The bottom line is that Officer Hemmert's attempt to procure the consent of Pantoja-Ramirez is confusing. Listening to the entire exchange, a reasonable person could conclude either that Officer Hemmert (1) offered immunity for the shotgun, or (2) offered only to defer charges now, and let someone else make the ultimate charging decision.

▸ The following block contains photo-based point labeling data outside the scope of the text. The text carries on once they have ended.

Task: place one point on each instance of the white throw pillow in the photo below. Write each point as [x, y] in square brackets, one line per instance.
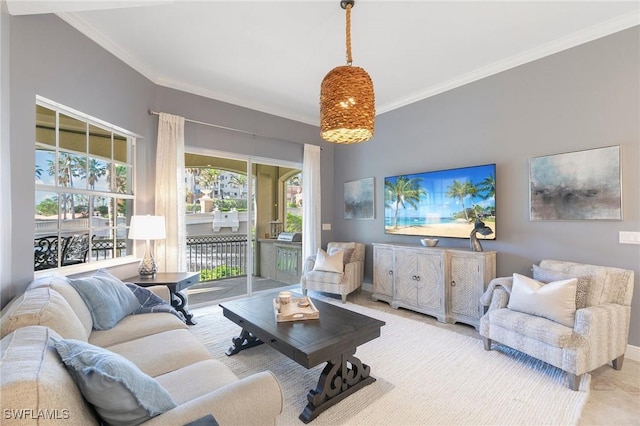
[328, 262]
[555, 301]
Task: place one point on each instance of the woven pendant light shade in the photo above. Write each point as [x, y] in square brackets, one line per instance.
[347, 105]
[347, 102]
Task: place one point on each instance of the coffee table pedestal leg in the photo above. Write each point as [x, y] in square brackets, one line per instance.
[340, 378]
[246, 340]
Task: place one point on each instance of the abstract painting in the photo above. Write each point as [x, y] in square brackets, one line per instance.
[580, 185]
[359, 199]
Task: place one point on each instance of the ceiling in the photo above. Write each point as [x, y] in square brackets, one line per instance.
[272, 55]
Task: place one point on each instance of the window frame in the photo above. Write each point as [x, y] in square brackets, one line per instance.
[116, 230]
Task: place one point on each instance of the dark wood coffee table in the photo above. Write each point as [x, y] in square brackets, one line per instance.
[333, 338]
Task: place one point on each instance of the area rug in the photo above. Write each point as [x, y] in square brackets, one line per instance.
[425, 376]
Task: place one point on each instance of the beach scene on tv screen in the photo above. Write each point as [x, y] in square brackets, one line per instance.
[444, 203]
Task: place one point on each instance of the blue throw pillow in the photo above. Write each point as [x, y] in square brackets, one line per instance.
[108, 299]
[119, 391]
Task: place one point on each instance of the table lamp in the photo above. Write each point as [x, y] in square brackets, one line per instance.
[147, 228]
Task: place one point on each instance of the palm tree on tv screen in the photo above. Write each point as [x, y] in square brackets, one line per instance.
[460, 191]
[403, 191]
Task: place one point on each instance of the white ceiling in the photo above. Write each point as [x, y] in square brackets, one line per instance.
[272, 55]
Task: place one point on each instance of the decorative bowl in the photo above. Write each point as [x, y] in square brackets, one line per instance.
[429, 242]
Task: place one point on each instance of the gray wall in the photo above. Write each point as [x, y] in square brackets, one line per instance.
[51, 59]
[585, 97]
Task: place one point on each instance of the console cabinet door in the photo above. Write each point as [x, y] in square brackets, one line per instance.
[383, 270]
[406, 270]
[430, 280]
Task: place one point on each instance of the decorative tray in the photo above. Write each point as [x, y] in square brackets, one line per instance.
[301, 309]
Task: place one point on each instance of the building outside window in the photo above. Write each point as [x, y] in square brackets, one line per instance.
[84, 197]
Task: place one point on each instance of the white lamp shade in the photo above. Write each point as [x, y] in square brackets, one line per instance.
[147, 228]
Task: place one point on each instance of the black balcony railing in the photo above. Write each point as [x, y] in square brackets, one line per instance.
[217, 256]
[75, 250]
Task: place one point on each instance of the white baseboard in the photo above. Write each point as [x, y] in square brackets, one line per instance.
[633, 352]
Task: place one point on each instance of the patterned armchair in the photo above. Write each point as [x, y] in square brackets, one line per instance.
[342, 279]
[599, 334]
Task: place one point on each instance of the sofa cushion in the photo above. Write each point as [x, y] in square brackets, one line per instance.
[554, 301]
[203, 377]
[108, 299]
[329, 262]
[324, 277]
[43, 306]
[133, 327]
[119, 391]
[548, 275]
[163, 352]
[60, 283]
[33, 377]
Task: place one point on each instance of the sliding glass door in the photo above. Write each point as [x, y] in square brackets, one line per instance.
[236, 210]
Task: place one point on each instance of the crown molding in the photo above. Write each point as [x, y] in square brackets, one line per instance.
[572, 40]
[82, 25]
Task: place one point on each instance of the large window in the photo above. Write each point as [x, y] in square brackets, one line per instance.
[83, 188]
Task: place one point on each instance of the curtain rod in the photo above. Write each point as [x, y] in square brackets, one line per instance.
[231, 129]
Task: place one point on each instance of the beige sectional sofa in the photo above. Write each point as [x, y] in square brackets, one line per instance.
[38, 388]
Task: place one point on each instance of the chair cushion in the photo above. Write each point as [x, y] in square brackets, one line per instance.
[554, 301]
[324, 277]
[119, 391]
[108, 299]
[329, 262]
[519, 325]
[548, 275]
[346, 253]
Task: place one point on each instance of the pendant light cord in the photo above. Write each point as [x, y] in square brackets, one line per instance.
[349, 59]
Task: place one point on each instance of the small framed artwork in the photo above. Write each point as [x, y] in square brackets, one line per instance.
[359, 199]
[580, 185]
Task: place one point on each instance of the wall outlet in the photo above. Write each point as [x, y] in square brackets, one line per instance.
[627, 237]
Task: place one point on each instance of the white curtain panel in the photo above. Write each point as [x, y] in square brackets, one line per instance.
[171, 253]
[311, 220]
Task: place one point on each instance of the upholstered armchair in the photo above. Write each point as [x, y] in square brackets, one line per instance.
[577, 335]
[339, 270]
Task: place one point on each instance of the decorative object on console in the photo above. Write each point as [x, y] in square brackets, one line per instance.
[429, 242]
[359, 199]
[147, 228]
[482, 229]
[347, 104]
[581, 185]
[442, 203]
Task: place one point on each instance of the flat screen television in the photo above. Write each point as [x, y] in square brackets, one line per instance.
[443, 203]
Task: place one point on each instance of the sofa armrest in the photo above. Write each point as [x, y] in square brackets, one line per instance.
[254, 400]
[496, 296]
[161, 291]
[353, 272]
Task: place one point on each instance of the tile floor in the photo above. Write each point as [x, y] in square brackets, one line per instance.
[614, 397]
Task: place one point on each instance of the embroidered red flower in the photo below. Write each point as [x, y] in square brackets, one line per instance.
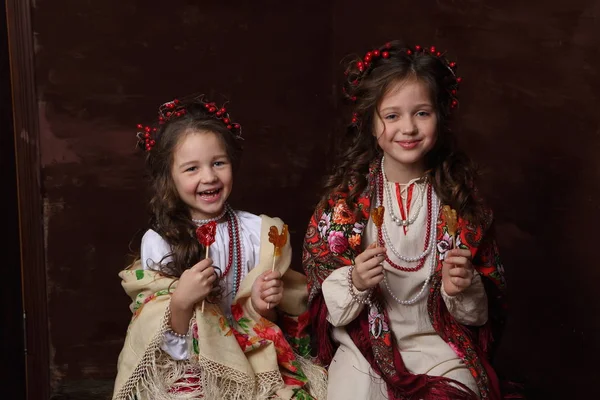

Such a "contradictory alternative message" has been held by this Circuit in the Miranda context to be "at best misleading and confusing, and, at worst, . . . a subtle temptation to the unsophisticated" defendant to waive a right. See United States v. Connell, 869 F.2d 1349, 1352 (9th Cir. 1989). The police cannot "appear to take away with one hand what they were offering with the other." Id. at 1353 (quoting Emler v. Duckworth, 549 F.Supp. 379, 381 (N.D.Ind. 1982)).
These principals apply with equal strength here. Officer Hemmert cannot appear to offer immunity, and then rely on other statements that contradict that offer. A reasonable person in Pantoja-Rameriz's position could have concluded that Officer Hammert offered immunity for the shotgun. The Court must assume that Pantoja-Rameriez's consent was based on that reasonable interpretation. When that promise was broken, the scope of the search exceeded the scope of the consent. Consequently, the Government has not carried its burden of showing that the search did not exceed the scope of the consent, and the motion to suppress must be granted.
The fact that Pantoja-Ramirez signed a general consent form does not alter this result because "a general consent form does not override a more explicit statement" regarding the scope of the search. See United States v. Breit, 429 F.3d 725, 729-30 (7th Cir. 2005). The more explicit statement here is the offer of immunity in return for consent.
ORDER
In accordance with the terms of the Memorandum Decision set forth above,NOW THEREFORE IT IS HEREBY ORDERED, that the motion to suppress (Docket No. 15) be GRANTED.